Kebijakan ini diambil sebagai langkah konkret pemerintah dalam membangun ekosistem riset yang lebih terintegrasi dan berorientasi pada solusi praktis bagi masyarakat.
“Presiden telah memberikan petunjuk untuk menambah anggaran riset kita hingga mencapai angka Rp4 triliun,” ujar Prasetyo usai penutupan Sarasehan Kebangsaan Konvensi Sains, Teknologi, dan Industri (KSTI) 2026 di Jakarta Convention Center, Minggu (28/6).

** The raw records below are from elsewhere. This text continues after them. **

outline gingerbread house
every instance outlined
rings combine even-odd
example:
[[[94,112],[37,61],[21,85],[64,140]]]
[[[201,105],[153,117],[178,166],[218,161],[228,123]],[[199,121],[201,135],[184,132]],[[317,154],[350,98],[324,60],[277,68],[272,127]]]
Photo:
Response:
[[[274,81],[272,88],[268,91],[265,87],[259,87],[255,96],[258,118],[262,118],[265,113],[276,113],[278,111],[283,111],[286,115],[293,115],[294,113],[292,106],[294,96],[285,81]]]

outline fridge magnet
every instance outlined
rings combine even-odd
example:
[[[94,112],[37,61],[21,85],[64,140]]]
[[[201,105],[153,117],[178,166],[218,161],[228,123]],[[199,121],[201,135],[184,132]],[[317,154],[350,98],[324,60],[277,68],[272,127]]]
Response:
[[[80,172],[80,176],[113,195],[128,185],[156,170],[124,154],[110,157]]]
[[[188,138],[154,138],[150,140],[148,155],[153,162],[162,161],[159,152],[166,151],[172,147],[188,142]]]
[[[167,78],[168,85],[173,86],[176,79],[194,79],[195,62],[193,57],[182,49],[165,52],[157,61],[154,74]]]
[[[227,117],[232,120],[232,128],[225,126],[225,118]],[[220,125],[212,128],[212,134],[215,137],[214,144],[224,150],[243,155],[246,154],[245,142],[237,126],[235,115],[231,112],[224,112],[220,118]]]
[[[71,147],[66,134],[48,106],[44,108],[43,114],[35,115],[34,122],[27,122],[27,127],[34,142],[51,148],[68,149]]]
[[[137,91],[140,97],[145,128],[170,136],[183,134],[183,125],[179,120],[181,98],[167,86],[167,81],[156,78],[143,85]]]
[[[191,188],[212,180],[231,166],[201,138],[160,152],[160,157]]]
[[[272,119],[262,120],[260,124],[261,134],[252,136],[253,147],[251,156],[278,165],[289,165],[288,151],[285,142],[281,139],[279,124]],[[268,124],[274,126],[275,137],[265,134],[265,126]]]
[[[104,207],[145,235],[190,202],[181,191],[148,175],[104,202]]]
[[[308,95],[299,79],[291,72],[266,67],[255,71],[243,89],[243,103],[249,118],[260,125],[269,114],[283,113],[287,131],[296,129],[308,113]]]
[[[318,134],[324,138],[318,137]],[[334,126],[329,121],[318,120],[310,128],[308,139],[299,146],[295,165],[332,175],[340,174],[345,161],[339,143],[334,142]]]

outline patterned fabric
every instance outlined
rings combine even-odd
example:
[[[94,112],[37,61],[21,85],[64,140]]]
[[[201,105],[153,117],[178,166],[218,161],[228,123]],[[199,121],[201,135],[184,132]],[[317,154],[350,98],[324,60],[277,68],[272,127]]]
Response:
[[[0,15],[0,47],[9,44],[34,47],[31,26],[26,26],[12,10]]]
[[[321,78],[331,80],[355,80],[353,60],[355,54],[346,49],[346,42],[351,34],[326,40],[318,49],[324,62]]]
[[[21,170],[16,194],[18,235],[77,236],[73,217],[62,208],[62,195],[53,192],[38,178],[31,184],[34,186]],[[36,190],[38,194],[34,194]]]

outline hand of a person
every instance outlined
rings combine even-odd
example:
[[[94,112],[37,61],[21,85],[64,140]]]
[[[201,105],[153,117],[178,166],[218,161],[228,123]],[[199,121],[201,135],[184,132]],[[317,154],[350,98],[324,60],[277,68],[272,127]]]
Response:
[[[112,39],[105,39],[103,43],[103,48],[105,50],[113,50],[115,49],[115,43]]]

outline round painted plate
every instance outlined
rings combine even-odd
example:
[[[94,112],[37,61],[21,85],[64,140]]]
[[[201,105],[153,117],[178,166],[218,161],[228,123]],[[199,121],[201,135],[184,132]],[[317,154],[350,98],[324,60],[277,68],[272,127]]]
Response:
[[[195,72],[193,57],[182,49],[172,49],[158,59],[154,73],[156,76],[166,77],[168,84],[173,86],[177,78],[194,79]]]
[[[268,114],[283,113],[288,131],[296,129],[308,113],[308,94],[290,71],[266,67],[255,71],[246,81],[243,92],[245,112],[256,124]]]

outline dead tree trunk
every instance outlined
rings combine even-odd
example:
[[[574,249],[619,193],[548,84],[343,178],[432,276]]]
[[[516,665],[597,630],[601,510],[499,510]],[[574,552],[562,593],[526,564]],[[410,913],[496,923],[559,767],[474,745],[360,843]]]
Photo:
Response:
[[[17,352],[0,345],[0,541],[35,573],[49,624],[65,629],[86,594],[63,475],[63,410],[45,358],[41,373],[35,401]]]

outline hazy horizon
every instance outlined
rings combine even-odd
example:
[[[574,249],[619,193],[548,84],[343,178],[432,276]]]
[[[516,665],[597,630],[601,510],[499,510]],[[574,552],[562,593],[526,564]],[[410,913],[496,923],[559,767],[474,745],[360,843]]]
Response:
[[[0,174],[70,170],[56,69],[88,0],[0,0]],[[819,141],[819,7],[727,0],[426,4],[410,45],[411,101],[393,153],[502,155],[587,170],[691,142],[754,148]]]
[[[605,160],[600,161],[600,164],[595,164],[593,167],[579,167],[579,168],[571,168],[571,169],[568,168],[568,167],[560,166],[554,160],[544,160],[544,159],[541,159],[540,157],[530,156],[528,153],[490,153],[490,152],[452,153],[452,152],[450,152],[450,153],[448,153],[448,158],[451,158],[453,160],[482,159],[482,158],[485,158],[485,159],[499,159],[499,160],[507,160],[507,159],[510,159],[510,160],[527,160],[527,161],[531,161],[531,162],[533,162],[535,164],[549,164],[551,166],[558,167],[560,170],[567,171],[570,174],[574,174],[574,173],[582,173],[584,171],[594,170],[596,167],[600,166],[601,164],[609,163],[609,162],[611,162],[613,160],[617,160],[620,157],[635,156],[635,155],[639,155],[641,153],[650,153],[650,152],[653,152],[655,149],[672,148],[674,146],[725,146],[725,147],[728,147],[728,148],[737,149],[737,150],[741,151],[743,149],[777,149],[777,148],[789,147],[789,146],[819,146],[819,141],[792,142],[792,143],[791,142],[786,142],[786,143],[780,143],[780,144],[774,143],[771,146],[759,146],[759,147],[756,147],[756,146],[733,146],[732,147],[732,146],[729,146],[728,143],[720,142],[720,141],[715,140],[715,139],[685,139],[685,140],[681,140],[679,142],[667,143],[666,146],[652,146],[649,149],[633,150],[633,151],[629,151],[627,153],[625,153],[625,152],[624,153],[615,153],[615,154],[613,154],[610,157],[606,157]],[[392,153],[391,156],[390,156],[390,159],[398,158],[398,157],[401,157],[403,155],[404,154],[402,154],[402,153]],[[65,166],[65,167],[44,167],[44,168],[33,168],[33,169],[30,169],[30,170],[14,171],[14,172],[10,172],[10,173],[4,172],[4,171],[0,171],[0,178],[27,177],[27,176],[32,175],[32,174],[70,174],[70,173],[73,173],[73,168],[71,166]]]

Integrasi Kebijakan dan Grand Design Riset
Untuk memastikan efektivitas penggunaan anggaran tersebut, pemerintah saat ini tengah menyatukan arah kebijakan riset nasional. Upaya ini melibatkan kolaborasi lintas sektor antara Kementerian Pendidikan Tinggi, Sains dan Teknologi, Bappenas, serta Badan Riset dan Inovasi Nasional (BRIN).
“Saat ini, tim yang dipimpin oleh Prof. Arief Satria sedang bekerja untuk menyinergikan seluruh riset nasional agar berjalan dalam satu grand design (desain besar),” jelas Prasetyo.
Pemerintah telah menyusun peta jalan (roadmap) riset nasional yang akan menjadi acuan utama. Melalui desain besar ini, diharapkan seluruh kegiatan riset tidak berjalan sendiri-sendiri, melainkan saling mendukung prioritas pembangunan nasional.
Riset Berbasis Dampak (Impact-Oriented)
Prasetyo menegaskan bahwa arahan Presiden Prabowo menekankan pentingnya riset yang tidak hanya berhenti pada tataran akademis, tetapi memiliki nilai guna langsung. Fokus riset diarahkan pada solusi strategis atas persoalan yang dihadapi masyarakat, seperti manajemen sampah, ketahanan energi, hingga transisi penggunaan energi dari LPG ke CNG.
“Riset yang kita jalankan diharapkan langsung memberikan dampak nyata bagi penyelesaian masalah yang kita hadapi,” tegasnya.
Sinergi dengan Civitas Academica
Kehadiran Presiden Prabowo dalam rangkaian Sarasehan Kebangsaan KSTI 2026 mencerminkan pandangannya terhadap kaum intelektual. Presiden memandang civitas academica sebagai aset strategis bangsa yang memiliki peran vital dalam merumuskan solusi atas berbagai tantangan nasional.
Melalui momentum tersebut, Presiden mengajak seluruh akademisi untuk memberikan kontribusi terbaik sesuai dengan bidang keahlian masing-masing dalam semangat kebangsaan yang utuh.
“Beliau mengajak seluruh individu yang memiliki keahlian di bidangnya masing-masing untuk bekerja sama dan mengeluarkan kemampuan terbaik demi kepentingan bangsa,” pungkas Mensesneg.